The IoT And You – What To Know About the Internet of Things

It seems like more and more devices can connect to the internet in this day and age; the typical household has around 10 devices connected to the internet at one time, with about half of those being what we in the industry call “IoT” devices.

But, what is an IoT device? IoT stands for Internet of Things; Iot encompasses a wide variety of internet-connected devices, including wearable tech, toys and video games, and smart devices around your home or office.  Firesticks, smart tvs, Google home devices, Xbox and Playstation game consoles, smart lights, and smart thermostats are all considered IoT devices.  Recent estimates in tech spheres count  almost one IoT device for every person in the world, or approximately 7.7 billion IoT devices.

What can an IoT do to help my day-to-day life?

Take an Echo Dot, for example – this device has many features, but it will allow you to quickly take voice memos, Send or receive phone calls, order things needed from Amazon, along with many other options. The Dot acts as a virtual assistant, assisting you in many task throughout your day.   Need to know the weather? Ask Alexa! “Alexa, what’s the weather like today?”  and Alexa, the computer intelligence residing inside Amazon’s IoT machines, will reply with a full forecast of the days weather.

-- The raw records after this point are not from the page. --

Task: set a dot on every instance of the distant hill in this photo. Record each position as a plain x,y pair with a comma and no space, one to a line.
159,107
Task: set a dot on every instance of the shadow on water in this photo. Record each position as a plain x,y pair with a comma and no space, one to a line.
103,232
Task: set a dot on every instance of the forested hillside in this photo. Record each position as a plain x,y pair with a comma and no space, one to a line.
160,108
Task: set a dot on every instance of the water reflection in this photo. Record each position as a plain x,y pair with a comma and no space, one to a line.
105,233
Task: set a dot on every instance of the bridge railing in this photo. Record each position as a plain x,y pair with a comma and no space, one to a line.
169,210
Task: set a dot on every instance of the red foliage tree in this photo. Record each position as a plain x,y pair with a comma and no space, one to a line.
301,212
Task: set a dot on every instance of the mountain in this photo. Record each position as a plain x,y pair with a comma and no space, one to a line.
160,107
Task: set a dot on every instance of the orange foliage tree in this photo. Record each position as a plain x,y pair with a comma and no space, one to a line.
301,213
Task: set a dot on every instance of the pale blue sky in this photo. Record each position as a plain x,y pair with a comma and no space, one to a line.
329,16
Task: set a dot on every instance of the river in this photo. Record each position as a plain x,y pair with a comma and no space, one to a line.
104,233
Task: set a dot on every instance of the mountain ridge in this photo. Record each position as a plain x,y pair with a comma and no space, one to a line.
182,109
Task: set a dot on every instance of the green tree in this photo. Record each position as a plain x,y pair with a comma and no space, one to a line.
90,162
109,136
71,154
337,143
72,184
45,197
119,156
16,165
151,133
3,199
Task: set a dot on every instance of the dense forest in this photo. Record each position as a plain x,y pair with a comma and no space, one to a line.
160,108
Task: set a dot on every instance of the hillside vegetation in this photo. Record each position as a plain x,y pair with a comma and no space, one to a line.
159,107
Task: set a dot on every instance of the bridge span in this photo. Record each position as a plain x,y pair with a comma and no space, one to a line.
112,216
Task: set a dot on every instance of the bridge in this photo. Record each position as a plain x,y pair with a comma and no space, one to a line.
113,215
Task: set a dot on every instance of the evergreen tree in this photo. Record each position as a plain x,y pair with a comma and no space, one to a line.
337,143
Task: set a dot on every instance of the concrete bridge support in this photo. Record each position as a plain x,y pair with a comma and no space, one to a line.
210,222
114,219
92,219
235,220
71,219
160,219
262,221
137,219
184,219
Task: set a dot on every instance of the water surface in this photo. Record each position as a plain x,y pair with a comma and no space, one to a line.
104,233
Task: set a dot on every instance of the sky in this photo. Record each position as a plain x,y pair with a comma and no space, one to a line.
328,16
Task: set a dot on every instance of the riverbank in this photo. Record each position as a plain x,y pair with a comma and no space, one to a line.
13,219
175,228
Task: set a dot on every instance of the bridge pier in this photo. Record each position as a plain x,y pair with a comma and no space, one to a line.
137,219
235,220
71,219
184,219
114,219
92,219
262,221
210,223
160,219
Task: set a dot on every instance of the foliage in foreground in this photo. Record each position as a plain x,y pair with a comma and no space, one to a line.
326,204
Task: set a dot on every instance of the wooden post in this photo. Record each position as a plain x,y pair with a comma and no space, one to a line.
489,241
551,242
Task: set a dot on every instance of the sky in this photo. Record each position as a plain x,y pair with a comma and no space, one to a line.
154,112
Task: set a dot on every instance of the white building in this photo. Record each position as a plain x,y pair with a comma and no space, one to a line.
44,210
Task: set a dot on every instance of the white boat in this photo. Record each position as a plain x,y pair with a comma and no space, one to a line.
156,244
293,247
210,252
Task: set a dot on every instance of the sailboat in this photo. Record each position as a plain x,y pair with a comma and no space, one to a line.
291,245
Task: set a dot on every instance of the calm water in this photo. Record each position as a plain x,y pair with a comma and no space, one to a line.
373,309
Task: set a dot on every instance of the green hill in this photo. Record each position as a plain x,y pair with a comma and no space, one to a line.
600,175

Another interesting IoT is the smart lock. This device allows users to not only unlock/lock doors hands-free but can also secure doors remotely by the user, outside its local proximity.  This allows for a better sense of security, where, in the case of losing your key, you can deactivate the lost one and activate a new key card within minutes, allowing yourself or other users access to your door again!

Could this lead to vulnerabilities?

IoT devices are designed to make life easier but, could that allow for easier access to your personal information. All IoT devices must be network-connected, which means they are constantly sending and receiving data.   IoT devices could send different types of your data such as account information, payment information, and the location of the device itself, along with any other potential data it picks up along the way. Some vulnerabilities have been reported regarding the behavior of specific devices and the way they transmit data.  Also, this data is going to be stored somewhere. If the server the data is stored on or the network it is accessed from isn’t secure, then all of the users data collected by their IoT device could be stolen.

What can we do?

It is important to user IoT devices with a ‘grain of salt’; that is, when providing data during initial setup and connection to home of office networks, to be very wary of the type of information your provide to devices, as well as the security settings and network access you allow.  It is also important to make sure that all devices are kept up-to-date with product patches, as developers are constantly looking at ways to both secure known vulnerabilities, prevent new ones, and provide increasingly enhanced security.